Intervention de Didier Boulaud

Réunion du 6 décembre 2004 à 15h00
Loi de finances pour 2005 — Défense

Photo de Didier BoulaudDidier Boulaud :

Madame la ministre, je tiens à insister, dans le court laps de temps qui m'est imparti, sur l'autre aspect de ce débat, qui concerne bien évidemment la doctrine.

D'aucuns disent que la doctrine française n'a pas changé, que la doctrine de la dissuasion à la française reste immuable. D'autres voix, et non des moindres, reconnaissent qu'il y a eu, qu'il y a des adaptations.

Alors, qui croire ? En juin 2001, le Président de la République parlait de l'adaptation de la doctrine nucléaire. Certaines inflexions existaient en filigrane depuis quelques années sans qu'il y ait eu débat sur la question. Or, depuis cette date, on croit savoir que « l'adaptation » a eu lieu. Quel est le contenu de cette adaptation ?

La dissuasion anti-cités et la dissuasion du faible au fort sont-elles dépassées ? La dissuasion française se place-t-elle aujourd'hui en état de répondre aux « fous », aux puissances non étatiques, à toute menace provoquée par des armes de destruction massive ?

Sommes-nous en train d'adapter, comme envisagent de le faire les Etats-Unis, la capacité de frappe, la précision - vous y avez fait allusion dans votre propos - et la puissance explosive des têtes nucléaires aux actions militaires préemptives ou préventives ?

Le Premier ministre a déclaré, le 16 octobre 2003, que « les forces nucléaires sont [...] adaptées pour faire face à une diversité de scénarios de chantages et de menaces auxquels nous expose, de façon de plus en plus plausible, le développement d'armes de destruction massive. » Cette « diversité de scénarios » mérite explication.

La loi de programmation militaire 2003-2008 affirme que la dissuasion « implique de disposer des moyens diversifiés permettant d'assurer sa crédibilité face aux évolutions des menaces, quelles que soient leur localisation et leur nature ».

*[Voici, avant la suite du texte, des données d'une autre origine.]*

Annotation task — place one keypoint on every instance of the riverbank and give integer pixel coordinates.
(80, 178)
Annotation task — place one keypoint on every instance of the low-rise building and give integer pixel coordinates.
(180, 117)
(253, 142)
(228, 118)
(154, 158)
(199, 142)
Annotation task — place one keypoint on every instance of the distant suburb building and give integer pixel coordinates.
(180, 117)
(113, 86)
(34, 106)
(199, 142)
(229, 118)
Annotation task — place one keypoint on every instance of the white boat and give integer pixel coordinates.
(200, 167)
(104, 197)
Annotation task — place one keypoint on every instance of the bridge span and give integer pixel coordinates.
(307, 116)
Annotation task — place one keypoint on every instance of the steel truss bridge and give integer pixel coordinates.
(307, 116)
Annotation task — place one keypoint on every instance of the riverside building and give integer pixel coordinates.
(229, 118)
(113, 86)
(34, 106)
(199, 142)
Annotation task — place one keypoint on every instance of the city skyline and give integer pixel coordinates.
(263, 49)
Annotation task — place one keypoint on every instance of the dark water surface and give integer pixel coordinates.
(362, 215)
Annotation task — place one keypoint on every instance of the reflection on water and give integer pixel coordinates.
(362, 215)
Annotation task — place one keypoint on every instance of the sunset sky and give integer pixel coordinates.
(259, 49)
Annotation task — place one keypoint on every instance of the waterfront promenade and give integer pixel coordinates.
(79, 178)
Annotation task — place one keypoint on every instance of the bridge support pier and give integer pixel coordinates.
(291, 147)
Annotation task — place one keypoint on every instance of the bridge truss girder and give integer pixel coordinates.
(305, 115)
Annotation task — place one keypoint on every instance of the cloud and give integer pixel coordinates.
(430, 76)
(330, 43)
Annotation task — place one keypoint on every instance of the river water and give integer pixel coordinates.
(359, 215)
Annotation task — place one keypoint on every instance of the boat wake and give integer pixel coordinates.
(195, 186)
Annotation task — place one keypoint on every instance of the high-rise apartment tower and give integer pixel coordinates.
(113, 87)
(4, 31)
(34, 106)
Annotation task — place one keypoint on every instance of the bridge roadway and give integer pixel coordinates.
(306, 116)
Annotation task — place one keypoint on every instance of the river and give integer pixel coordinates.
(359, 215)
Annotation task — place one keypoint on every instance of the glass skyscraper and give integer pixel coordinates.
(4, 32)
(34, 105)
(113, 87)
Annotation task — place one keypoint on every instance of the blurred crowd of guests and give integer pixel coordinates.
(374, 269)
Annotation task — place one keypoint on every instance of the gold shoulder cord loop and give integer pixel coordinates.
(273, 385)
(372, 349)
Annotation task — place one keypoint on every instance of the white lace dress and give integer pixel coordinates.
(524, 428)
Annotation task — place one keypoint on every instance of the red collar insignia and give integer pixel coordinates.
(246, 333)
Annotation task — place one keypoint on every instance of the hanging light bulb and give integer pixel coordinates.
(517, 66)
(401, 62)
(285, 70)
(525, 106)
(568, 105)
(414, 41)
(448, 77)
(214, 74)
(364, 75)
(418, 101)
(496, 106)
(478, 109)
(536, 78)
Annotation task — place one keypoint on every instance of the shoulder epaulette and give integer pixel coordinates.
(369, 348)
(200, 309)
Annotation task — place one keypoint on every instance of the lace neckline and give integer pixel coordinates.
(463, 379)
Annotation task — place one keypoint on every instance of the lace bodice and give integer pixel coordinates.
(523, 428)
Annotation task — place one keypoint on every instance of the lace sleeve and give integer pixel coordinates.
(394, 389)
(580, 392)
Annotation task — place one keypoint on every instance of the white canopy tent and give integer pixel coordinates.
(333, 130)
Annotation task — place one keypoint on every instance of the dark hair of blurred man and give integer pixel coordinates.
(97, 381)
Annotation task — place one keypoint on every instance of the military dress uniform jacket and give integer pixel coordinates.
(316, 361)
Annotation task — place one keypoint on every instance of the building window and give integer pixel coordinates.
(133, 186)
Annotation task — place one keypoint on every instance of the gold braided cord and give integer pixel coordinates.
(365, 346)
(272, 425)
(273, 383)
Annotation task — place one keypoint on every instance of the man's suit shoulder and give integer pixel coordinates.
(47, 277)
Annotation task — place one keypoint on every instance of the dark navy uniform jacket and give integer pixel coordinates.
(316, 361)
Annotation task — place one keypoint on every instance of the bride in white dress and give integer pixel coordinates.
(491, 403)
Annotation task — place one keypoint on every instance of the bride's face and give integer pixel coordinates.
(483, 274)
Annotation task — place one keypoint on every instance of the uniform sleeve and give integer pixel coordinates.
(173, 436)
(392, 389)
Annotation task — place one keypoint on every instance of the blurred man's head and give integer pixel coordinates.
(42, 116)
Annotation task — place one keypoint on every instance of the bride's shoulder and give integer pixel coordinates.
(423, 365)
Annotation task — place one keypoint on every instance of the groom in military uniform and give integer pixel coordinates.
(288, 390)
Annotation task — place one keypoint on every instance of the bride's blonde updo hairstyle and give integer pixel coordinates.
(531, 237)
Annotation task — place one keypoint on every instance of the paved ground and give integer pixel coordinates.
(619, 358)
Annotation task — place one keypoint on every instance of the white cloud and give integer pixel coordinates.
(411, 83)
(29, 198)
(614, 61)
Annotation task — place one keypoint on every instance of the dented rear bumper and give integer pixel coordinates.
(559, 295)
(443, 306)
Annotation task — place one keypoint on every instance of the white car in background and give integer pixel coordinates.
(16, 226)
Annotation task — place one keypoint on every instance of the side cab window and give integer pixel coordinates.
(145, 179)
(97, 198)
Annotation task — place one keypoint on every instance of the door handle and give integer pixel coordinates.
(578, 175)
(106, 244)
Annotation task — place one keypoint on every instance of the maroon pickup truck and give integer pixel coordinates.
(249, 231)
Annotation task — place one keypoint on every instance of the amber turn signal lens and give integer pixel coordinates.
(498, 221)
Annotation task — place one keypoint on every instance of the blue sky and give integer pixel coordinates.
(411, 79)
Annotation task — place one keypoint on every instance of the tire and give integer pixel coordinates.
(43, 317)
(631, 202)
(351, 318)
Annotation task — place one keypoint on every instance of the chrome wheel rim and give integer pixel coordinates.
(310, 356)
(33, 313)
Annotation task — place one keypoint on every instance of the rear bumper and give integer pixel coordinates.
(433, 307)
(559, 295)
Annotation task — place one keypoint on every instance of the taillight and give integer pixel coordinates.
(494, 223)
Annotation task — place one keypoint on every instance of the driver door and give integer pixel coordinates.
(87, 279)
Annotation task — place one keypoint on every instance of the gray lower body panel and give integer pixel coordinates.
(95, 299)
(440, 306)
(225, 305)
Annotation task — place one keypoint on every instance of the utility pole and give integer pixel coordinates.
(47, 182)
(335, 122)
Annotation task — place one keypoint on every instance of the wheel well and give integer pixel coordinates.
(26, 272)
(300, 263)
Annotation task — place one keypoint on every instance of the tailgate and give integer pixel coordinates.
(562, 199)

En ce qui concerne la « localisation », il s'agirait d'un retour à l'orthodoxie gaullienne : la dissuasion s'exerce « tous azimuts ».

En revanche, la « nature » de la menace pose problème. Cela veut-il dire que l'on élargit le champ d'action du nucléaire ? Est-ce la nature de l'agression ou la dimension de celle-ci qui détermine la riposte ? Toute attaque avec des armes de destruction massive - nucléaire, biologique ou chimique -, indépendamment de la nature de l'attaque, doit-elle attirer le feu nucléaire comme réponse ? Nous savons que ces attaques pourraient ne pas être « signées » et qu'il n'y aurait donc pas d'Etat clairement identifié sur lequel riposter.

Est-il donc crédible d'affirmer que la dissuasion s'exerce contre toute menace quelle que soit sa localisation et sa nature ?

Nous voyons aujourd'hui resurgir les vieilles lunes de l'utilisation offensive, et non pas dissuasive, de cette arme effroyable. Le problème est donc politique. Doit-on évoluer vers une doctrine qui intègre l'emploi de certaines armes nucléaires ? Doit-on, au nom de la modernisation de la panoplie, chercher à tout prix à se procurer des armes tactiques ?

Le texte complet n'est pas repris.